Chinese recruitment company

Kanzhun Limited (also referred to as Kanzhun and Boss Zhipin; Kànzhǔn Kējì Yǒuxiàn Gōngsī (看准科技有限公司)) is a publicly listed Chinese human resources company that focuses on providing online recruitment services through its mobile app, Boss Zhipin (BOSS直聘 (Boss direct hire)).

== Background ==

Kanzhun was founded originally as a company review website. It later launched the mobile app, Boss Zhipin which focused on the recruitment industry. This attracted notable investors such as Lei Jun, Neil Shen and Tencent that provided funding to the company.

The company grew quickly to become the largest online recruitment platform in China. By 2021, it had 100 million users and over 6 million partnering companies. The Boss Zhipin app made use of artificial intelligence to power its recommendation algorithm that would help match users’ work experience and qualifications with job listings.
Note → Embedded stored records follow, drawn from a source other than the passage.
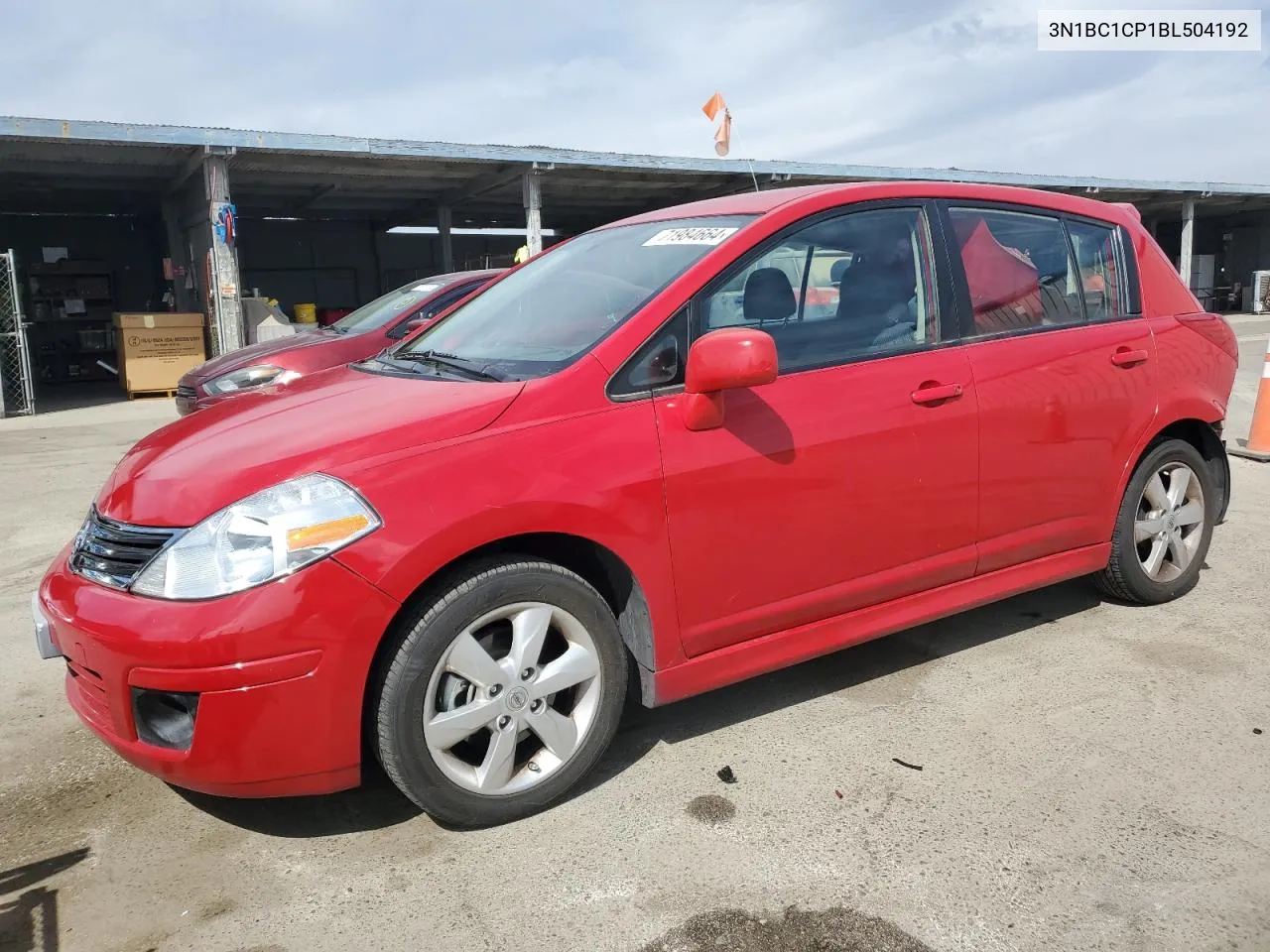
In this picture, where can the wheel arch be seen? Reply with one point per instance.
(598, 565)
(1206, 435)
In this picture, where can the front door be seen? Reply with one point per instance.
(852, 479)
(1064, 368)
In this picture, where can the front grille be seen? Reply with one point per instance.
(113, 552)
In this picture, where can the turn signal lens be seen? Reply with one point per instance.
(325, 534)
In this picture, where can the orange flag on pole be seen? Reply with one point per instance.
(712, 105)
(722, 135)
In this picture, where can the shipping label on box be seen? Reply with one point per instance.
(177, 341)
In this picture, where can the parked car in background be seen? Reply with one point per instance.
(639, 454)
(357, 335)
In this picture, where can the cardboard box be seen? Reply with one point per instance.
(155, 349)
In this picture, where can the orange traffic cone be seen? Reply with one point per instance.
(1257, 445)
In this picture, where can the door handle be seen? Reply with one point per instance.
(1124, 357)
(937, 393)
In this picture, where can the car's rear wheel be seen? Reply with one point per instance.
(502, 692)
(1164, 527)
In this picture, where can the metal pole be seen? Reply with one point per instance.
(532, 211)
(225, 272)
(444, 218)
(1188, 240)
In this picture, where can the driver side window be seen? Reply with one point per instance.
(853, 286)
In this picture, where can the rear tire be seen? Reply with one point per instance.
(1164, 527)
(502, 692)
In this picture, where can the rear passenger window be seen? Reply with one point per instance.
(855, 286)
(1101, 281)
(1019, 271)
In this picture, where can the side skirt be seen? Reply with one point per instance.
(783, 649)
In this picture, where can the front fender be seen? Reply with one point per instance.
(595, 476)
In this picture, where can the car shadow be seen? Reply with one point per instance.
(643, 729)
(376, 805)
(30, 920)
(379, 805)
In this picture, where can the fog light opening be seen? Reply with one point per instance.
(164, 719)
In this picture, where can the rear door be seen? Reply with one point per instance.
(851, 479)
(1064, 365)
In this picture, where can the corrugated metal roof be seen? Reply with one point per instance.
(113, 132)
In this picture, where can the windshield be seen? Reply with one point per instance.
(382, 309)
(543, 316)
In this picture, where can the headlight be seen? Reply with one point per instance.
(248, 377)
(263, 537)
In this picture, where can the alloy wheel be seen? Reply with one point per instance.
(1170, 522)
(512, 698)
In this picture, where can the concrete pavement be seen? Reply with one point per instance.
(1091, 779)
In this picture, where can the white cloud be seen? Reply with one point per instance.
(924, 84)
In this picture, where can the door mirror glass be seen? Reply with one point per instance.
(729, 359)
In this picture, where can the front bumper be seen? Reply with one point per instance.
(280, 673)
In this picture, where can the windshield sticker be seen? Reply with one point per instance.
(689, 236)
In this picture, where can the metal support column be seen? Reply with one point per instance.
(444, 218)
(1184, 264)
(222, 261)
(532, 188)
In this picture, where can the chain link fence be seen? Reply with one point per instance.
(17, 395)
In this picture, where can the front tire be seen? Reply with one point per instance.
(1164, 527)
(502, 692)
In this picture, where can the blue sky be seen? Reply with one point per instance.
(902, 82)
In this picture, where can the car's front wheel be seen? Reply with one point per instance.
(1164, 527)
(502, 692)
It also allowed direct connections between job seekers and employers.

In June 2021, Kanzhun held its initial public offering by becoming a listed company on the Nasdaq raising $912 million. On the first day of trading, its shares rose 96%.

In July 2021, the Cyberspace Administration of China (CAC) announced it would be conducting a cybersecurity review of Kanzhun related to its collection and use of personal information. As a result, Kanzhun's new user registration was halted. In June 2022, the CAC completed its review and Kanzhun rectified problems found during it. As a result, Kanzhun was approved to resume new user registration.

In December 2022, Kanzhun became a dual-listed company after it listed its shares on the Hong Kong Stock Exchange.